Compliance With Relevant Laws and Regulations

Periodically obtain updates from the Corporation’s senior management regarding procedures and processes to ensure compliance with applicable laws and regulations (including but not limited to, securities, tax and environmental matters).

5.

Other Responsibilities

   
5.1

Meet at least four times annually (for review of Q1, Q2 and Q3 interim reports as well as pre audit) with senior management and the independent auditors in separate sessions.

   
5.2

Institute special investigations, if necessary, and hire special counsel or experts to assist, if appropriate.

   
5.3

Review and update this Charter at least annually or as otherwise determined by the Committee, and obtain approval of changes from the Board.

   
5.4

Set clear hiring policies for employees or former employees of the independent auditors.

   
5.5

Review the procedures established for the receipt, retention, and treatment of complaints received by the Corporation regarding accounting, internal accounting controls, or auditing matters.

   
5.6

Review the procedures established allowing the confidential, anonymous submission by Corporation employees of concerns regarding questionable accounting or auditing matters and resolution of such concerns, if any.

   
5.7

Review with the Board, any issues that arise with respect to the quality or accuracy of the Corporation’s financial statements, the Corporation’s compliance with legal or regulatory requirements and the performance and independence of the Corporation’s independent auditors.

   
5.8

Perform other oversight functions as requested by the Board.

   
5.9

As considered necessary in the course of fulfilling Audit Committee duties, obtain advice and assistance from outside legal, accounting or other advisors.

   
5.10

Report after each meeting to the Board regarding actions taken and matters discussed by the Committee.

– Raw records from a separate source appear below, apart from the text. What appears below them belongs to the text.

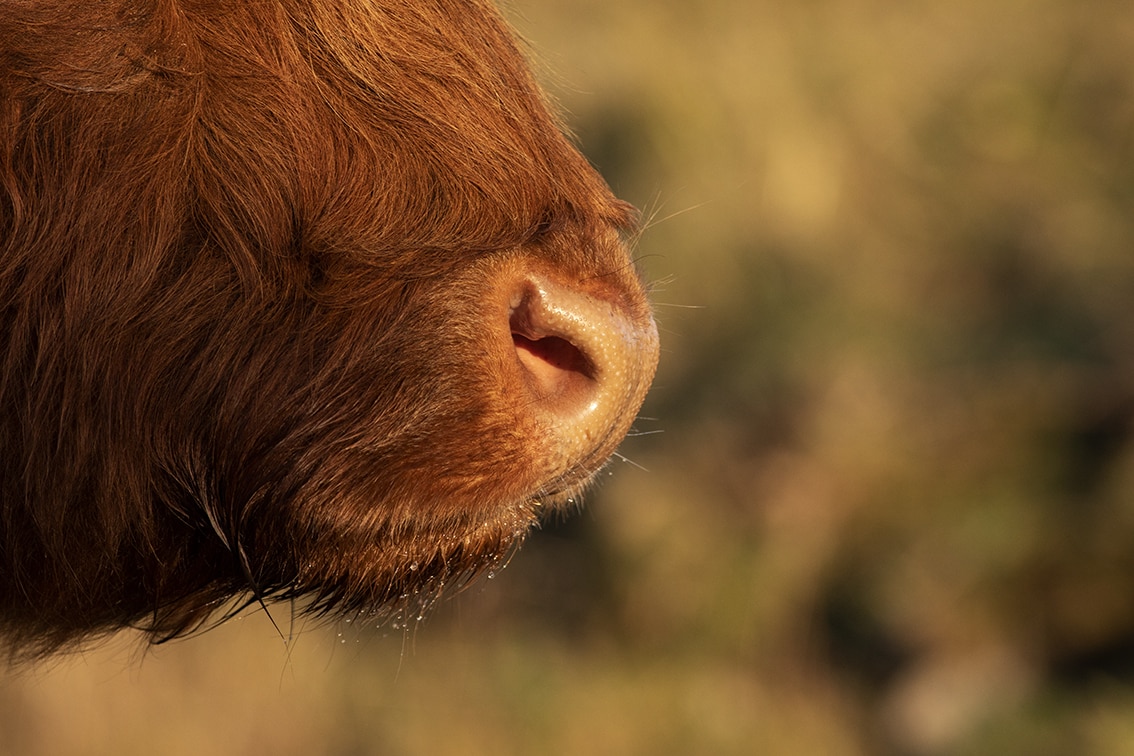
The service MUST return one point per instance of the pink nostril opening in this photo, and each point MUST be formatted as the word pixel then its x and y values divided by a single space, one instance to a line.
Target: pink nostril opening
pixel 556 367
pixel 553 353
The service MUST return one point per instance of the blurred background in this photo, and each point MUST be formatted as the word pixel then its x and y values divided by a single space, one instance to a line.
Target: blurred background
pixel 882 495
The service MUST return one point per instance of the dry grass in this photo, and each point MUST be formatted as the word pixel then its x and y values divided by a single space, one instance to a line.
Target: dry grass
pixel 891 510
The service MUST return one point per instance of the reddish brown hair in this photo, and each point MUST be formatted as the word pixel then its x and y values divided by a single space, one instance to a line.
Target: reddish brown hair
pixel 245 252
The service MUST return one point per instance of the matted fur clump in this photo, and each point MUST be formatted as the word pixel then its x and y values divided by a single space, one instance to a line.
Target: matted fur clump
pixel 298 299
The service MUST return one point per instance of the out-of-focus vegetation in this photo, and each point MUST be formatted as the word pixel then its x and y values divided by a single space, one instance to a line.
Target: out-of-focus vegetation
pixel 890 508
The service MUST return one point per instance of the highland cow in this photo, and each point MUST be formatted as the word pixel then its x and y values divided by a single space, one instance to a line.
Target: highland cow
pixel 301 299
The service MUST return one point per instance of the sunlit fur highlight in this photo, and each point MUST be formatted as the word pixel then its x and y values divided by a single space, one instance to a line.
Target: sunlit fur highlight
pixel 240 252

Organization of the Audit Committee

The Audit Committee shall be comprised of a minimum of three Directors of which the majority are not officers, employees or control persons of the Corporation or its affiliates. Each member of the Committee shall have a working knowledge of basic finance and accounting practices. The Chair of the Committee must have accounting or related financial management experience. The members of the Committee and its Chair shall be appointed by the Board.


- 5 -

The Corporation will adequately fund the budget of the Audit Committee. The budget will include, at a minimum, payments to the independent auditors for audit services and, if necessary, other professionals retained by the Audit Committee from time to time.

The Committee shall meet four times annually (for review of Q1, Q2 and Q3 interim reports as well as pre audit), or more frequently as circumstances dictate. On an annual basis, the Committee shall report to the Board on the Committee’s performance against its charter and the goals established annually by the Committee for itself.

Procedure Governing Errors or Misstatements in Financial Statements

In the event a director or an officer of the Corporation has reason to believe, after discussion with management, that a material error or misstatement exists in financial statements of the Corporation, that director or officer shall forthwith notify the Audit Committee and the auditor of the error or misstatement of which the director or officer becomes aware in a financial statement that the auditor or a former auditor has reported on.

If the auditor or a former auditor of the Corporation is notified or becomes aware of an error or misstatement in a financial statement on which the auditor or former auditor has reported, and if in the auditor’s or former auditor’s opinion the error or misstatement is material, the auditor or former auditor shall inform each director accordingly.

When the Audit Committee or the Board is made aware of an error or misstatement in a financial statement the Board shall prepare and issue revised financial statements or otherwise inform the shareholders and file such revised financial statements as required.

Limitation on Audit Committee Members’ Duties

Nothing in this Charter is intended, or may be construed, to impose on any member of the Audit Committee a standard of care or diligence that is in any way more onerous or extensive than the standard required by law.